During the 2020 election, Moss's mother, Freeman, was hired as a temporary election worker under Moss's supervision. On election night, November 3, 2020, Moss and her team worked at State Farm Arena, where the tabulation center was located. According to official investigations, Moss adhered to established procedures, including storing ballot boxes under tables to ensure continuity for the next day's work. Later that evening, following instructions from a supervisor, Moss and remaining staff resumed the scanning process to complete pending work.

Moss worked for Fulton County until April 2022. She received a 2022 Profile in Courage Award. In January 2023, Moss was awarded the Presidential Citizens Medal by U.S. president Joe Biden.

=== False voter fraud allegations ===
After the election, Moss and Freeman were accused of election fraud by public Donald Trump-aligned figures, including Rudy Giuliani, who falsely claimed that they handled fraudulent ballots at the tabulation center. The allegations were widely discredited following thorough investigations by multiple law enforcement agencies, including the Federal Bureau of Investigation and Georgia Bureau of Investigation. These investigations found no evidence of wrongdoing by Moss or Freeman, confirming that all procedures were conducted properly.

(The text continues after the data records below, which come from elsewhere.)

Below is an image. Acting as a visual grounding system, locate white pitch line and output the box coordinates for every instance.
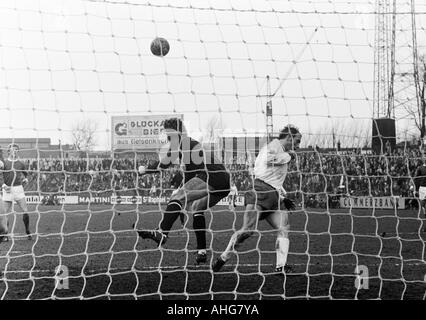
[1,262,426,275]
[9,230,426,242]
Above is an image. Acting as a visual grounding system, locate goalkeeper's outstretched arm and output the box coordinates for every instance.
[138,147,180,174]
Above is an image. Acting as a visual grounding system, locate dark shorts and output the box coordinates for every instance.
[244,179,284,219]
[189,170,231,208]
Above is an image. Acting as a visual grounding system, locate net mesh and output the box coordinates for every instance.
[0,0,426,299]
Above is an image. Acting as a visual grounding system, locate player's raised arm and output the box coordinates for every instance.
[0,159,4,191]
[21,162,28,185]
[138,143,179,174]
[266,141,291,166]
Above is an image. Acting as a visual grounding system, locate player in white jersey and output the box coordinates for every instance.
[212,125,302,274]
[0,181,8,243]
[228,181,238,211]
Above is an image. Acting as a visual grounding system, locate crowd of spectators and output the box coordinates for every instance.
[19,150,421,208]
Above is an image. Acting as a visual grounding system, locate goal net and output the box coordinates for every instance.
[0,0,426,299]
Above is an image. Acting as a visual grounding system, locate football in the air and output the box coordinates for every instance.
[151,38,170,57]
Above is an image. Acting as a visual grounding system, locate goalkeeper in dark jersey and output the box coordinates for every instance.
[0,144,32,240]
[138,118,230,263]
[414,160,426,215]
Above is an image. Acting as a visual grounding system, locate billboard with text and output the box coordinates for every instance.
[111,114,183,150]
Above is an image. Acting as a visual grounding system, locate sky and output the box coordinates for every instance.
[0,0,426,150]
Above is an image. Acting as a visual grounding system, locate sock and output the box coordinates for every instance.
[276,236,290,268]
[192,211,206,252]
[22,213,30,233]
[160,200,182,236]
[220,231,252,261]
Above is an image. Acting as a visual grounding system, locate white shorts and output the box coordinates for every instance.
[3,186,25,202]
[419,187,426,200]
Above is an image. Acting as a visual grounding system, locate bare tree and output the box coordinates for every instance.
[401,55,426,141]
[71,119,98,151]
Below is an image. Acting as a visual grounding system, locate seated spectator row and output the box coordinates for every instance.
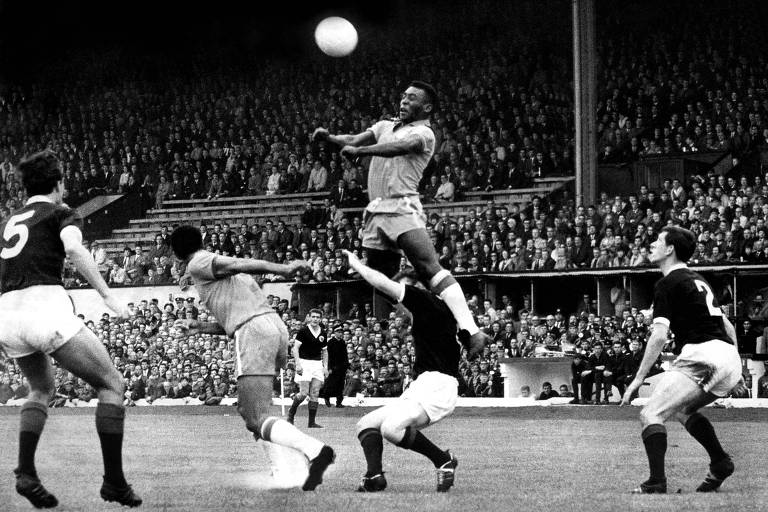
[60,166,768,286]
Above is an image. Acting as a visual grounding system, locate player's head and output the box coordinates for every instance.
[399,80,438,123]
[392,267,424,288]
[309,309,323,326]
[649,226,696,263]
[171,226,203,260]
[19,149,64,203]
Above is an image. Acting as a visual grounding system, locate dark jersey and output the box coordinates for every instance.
[0,202,83,293]
[653,267,733,354]
[403,285,461,380]
[296,325,328,361]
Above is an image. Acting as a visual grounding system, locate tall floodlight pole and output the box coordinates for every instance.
[571,0,597,205]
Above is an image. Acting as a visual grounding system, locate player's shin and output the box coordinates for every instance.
[429,269,480,336]
[357,428,384,478]
[16,400,48,477]
[259,416,323,460]
[642,423,667,482]
[397,427,451,468]
[96,402,128,487]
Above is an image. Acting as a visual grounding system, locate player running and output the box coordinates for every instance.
[621,226,741,494]
[312,81,490,356]
[171,226,335,491]
[344,251,461,492]
[0,150,141,508]
[288,309,328,428]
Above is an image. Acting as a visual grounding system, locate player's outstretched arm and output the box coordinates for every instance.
[59,225,130,318]
[723,315,738,345]
[621,322,669,405]
[342,250,405,302]
[312,127,376,146]
[173,318,227,335]
[341,134,424,158]
[213,256,312,277]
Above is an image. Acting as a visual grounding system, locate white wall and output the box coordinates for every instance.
[67,283,293,320]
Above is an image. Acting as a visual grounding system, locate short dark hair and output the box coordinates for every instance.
[171,225,203,260]
[659,226,696,263]
[19,149,64,196]
[408,80,440,112]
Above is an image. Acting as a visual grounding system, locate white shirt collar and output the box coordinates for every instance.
[27,195,54,204]
[667,262,688,274]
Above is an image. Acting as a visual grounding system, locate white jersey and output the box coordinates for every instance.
[188,251,274,336]
[368,119,435,213]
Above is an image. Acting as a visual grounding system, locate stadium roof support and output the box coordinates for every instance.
[572,0,597,205]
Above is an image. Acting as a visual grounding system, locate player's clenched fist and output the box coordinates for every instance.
[173,318,200,334]
[104,295,131,320]
[341,146,360,158]
[285,260,312,276]
[312,127,329,141]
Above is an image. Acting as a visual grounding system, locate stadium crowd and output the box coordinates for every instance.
[55,162,768,292]
[0,284,768,407]
[0,2,768,404]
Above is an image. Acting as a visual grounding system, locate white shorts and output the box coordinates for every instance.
[400,372,459,425]
[0,285,85,358]
[670,340,742,397]
[293,359,325,382]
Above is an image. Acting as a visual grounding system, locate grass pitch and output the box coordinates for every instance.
[0,405,768,512]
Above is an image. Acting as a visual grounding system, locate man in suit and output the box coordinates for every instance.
[120,246,139,282]
[321,325,349,408]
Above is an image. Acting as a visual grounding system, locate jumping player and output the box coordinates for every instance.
[288,309,328,428]
[0,150,141,508]
[312,81,490,356]
[622,226,741,494]
[344,251,461,492]
[171,226,335,491]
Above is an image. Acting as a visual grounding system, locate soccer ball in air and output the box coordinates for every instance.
[315,16,357,57]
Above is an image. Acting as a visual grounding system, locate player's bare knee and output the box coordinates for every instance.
[237,406,267,435]
[355,414,377,434]
[379,419,403,443]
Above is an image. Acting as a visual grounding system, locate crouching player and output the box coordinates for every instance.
[344,251,462,492]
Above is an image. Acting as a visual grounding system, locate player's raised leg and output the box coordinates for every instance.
[676,408,735,492]
[237,375,335,491]
[633,371,711,493]
[356,404,390,492]
[287,381,310,425]
[13,353,59,508]
[397,229,490,357]
[51,327,142,507]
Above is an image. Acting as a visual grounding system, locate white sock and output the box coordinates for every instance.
[262,418,323,460]
[440,283,480,336]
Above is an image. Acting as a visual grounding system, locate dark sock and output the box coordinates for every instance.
[16,401,48,477]
[685,412,728,463]
[288,397,304,418]
[642,424,667,482]
[397,427,451,468]
[96,402,128,487]
[307,402,317,425]
[357,428,384,477]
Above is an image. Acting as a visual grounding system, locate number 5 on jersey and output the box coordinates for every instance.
[0,210,35,260]
[694,279,723,316]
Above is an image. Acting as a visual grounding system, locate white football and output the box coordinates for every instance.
[315,16,357,57]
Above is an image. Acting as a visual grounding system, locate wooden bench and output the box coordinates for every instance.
[162,192,330,209]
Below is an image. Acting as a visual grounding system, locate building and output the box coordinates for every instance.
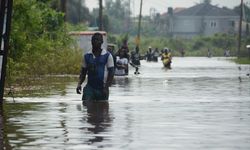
[168,3,240,38]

These accusations led to threats and harassment directed at Moss, her family, and colleagues. Moss testified before the United States House Select Committee on the January 6 Attack. She described the threats and harassment she faced due to the false accusations, which included racist messages and disruptions to her personal life.

Moss and her mother filed defamation tort lawsuits against individuals and media outlets that spread the false claims. They received settlements from One America News Network in 2022 and The Gateway Pundit in 2024. In November 2024, Moss and Freeman began receiving assets from Giuliani, including a watch collection, jewelry, and a vintage car, as partial payment of a $148 million defamation judgment against him for spreading false claims that they committed election fraud during the 2020 presidential election. The judgment followed years of legal battles and delays, during which Giuliani’s actions caused personal and professional harm to Moss and Freeman.